Pourtant, les tentatives de dédollarisation ont été peu concluantes jusqu’à présent même si la Nouvelle banque de développement créée par les Brics en 2015 pour les prêts au développement et la dédollarisation, a « lutté pour se sevrer du dollar ». Selon les estimations de Silk Road Briefing, le commerce inter-Brics en monnaie propre représente environ 30 à 35 % du total, le dollar américain et l’euro représentant la majeure partie du reste.
Du point de vue de l’Afrique du Sud, aucun des six nouveaux membres potentiels n’est un partenaire commercial majeur, et les États-Unis à eux seuls offrent plus d’opportunités que les pays ajoutés en termes de commerce de marchandises, selon l’étude de Jee-A van der Linde, économiste à Oxford Economics Africa. L’idée que le dollar perde du terrain en tant que monnaie de réserve mondiale est exagérée et le discours sur une monnaie commune des Brics est « fantaisiste à notre avis », écrit Van der Linde.
Militarisation du dollar
Partout, les acteurs économiques se méfient des monnaies disponibles et, en l’absence d’une réserve de valeur parfaite, ils finissent par choisir ce qu’ils espèrent être l’option la moins mauvaise.
Les nouveaux membres des Brics vont probablement « réfléchir à deux fois » avant de soutenir une coalition économique centrée sur le renminbi (yuan chinois), étant donné le « bilan très mitigé » de l’initiative chinoise « Belt and Road », déclare Harry Broadman, président de la pratique des marchés émergents au Berkeley Research Group LLC à Washington. Steve Hanke, professeur d’économie appliquée à l’université Johns Hopkins aux États-Unis, affirme que le nombre de monnaies dominantes au niveau international est très faible dans l’histoire. « Cela suggère que tous les adversaires du dollar, y compris la monnaie proposée, mais non définie, des Brics, auront des difficultés à s’imposer. »
« La chemise sale la plus propre qui soit »
Certains affirment que la militarisation du dollar américain par le biais de sanctions pourrait lui nuire. Hanke reconnaît que le recours aux sanctions par les États-Unis accroît la vulnérabilité du dollar, mais il ne voit pas de solution de remplacement évidente. L’euro ne peut pas faire l’affaire, la zone euro imposant à la Russie pratiquement les mêmes sanctions financières que les États-Unis. Pour l’instant, « le dollar est la chemise sale la plus propre qui soit », note-t-il.
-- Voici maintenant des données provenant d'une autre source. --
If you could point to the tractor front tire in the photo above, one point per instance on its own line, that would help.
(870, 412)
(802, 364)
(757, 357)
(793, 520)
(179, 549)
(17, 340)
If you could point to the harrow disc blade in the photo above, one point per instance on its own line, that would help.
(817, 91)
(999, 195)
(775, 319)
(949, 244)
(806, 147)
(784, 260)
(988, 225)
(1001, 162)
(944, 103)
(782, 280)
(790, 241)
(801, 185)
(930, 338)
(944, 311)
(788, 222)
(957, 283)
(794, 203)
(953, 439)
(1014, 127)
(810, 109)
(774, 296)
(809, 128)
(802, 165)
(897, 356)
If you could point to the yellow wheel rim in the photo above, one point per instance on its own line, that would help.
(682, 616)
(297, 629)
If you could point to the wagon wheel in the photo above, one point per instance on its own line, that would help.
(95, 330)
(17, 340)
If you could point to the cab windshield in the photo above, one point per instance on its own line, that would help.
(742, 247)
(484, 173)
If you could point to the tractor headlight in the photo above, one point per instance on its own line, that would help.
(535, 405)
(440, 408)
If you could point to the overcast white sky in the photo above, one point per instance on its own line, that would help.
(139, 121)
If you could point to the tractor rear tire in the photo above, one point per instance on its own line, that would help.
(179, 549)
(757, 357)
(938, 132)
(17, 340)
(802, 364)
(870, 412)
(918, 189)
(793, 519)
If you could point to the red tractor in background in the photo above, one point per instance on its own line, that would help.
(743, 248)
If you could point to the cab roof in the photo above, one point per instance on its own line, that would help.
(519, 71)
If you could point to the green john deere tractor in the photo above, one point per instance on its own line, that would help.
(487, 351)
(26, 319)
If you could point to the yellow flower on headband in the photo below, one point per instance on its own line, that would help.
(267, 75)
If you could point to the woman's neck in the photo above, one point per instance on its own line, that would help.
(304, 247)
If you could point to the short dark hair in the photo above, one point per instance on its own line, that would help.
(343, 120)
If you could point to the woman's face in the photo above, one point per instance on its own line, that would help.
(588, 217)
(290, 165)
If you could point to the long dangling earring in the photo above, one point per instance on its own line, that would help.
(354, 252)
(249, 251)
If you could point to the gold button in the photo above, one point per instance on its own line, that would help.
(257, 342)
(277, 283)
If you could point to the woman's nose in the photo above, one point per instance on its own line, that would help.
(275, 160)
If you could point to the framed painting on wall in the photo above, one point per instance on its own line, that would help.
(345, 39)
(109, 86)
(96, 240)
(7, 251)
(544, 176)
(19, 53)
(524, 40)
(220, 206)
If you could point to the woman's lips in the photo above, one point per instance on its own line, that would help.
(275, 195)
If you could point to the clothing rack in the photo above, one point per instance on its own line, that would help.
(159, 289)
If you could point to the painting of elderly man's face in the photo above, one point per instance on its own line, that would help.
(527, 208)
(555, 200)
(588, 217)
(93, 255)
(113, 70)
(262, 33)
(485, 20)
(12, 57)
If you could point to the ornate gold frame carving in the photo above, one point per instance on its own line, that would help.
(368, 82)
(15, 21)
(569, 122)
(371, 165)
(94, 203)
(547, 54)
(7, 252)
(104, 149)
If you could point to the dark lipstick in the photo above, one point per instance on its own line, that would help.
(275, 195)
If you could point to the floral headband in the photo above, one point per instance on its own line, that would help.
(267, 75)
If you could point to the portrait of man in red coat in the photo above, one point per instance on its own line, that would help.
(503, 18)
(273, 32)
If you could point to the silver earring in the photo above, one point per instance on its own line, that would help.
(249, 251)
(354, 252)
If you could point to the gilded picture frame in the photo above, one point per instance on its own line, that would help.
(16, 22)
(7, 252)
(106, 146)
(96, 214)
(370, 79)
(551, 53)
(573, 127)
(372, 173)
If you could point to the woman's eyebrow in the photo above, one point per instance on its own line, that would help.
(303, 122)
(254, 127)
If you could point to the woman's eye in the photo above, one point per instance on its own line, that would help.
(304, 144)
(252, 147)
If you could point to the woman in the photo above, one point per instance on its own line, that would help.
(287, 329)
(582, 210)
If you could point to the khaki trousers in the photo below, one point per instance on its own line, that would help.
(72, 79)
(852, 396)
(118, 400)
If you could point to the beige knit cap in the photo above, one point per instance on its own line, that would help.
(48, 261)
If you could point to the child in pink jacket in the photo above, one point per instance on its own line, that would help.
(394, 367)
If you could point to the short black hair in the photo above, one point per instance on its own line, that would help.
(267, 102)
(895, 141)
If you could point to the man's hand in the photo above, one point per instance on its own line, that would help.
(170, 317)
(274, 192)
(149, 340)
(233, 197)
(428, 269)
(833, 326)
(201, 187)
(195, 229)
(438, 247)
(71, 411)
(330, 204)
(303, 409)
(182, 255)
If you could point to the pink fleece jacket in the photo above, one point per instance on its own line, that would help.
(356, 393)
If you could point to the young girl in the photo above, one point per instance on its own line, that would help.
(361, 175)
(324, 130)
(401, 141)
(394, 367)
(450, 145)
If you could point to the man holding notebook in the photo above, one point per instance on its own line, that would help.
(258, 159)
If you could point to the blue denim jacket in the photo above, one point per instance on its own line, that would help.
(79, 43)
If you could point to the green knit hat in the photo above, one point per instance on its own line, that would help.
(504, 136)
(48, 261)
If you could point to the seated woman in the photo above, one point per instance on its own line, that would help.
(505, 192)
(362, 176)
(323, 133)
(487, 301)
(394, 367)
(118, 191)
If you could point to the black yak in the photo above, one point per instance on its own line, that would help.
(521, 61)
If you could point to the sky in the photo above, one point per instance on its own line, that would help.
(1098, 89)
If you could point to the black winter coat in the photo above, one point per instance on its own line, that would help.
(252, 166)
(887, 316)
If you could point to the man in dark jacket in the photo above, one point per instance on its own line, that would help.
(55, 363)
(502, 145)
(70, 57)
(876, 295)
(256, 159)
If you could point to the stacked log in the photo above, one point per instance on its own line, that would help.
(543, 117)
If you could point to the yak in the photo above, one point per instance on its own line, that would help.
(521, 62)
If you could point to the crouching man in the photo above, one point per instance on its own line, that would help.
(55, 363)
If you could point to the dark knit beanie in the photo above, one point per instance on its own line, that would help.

Le seul moyen d’en fabriquer une nouvelle serait que les Brics établissent une caisse qui se limiterait à l’émission de billets et de pièces librement convertibles en une monnaie de réserve ou d’ancrage, ou en une matière première telle que l’or, à un taux fixe. C’est une solution préconisée par Steve Hanke pour les pays en développement souffrant d’une forte inflation, dont les banques centrales ne peuvent plus imprimer de monnaie au risque de continuer à alimenter la hausse des prix. « La monnaie des Brics serait alors aussi bonne que l’or », envisage-t-il.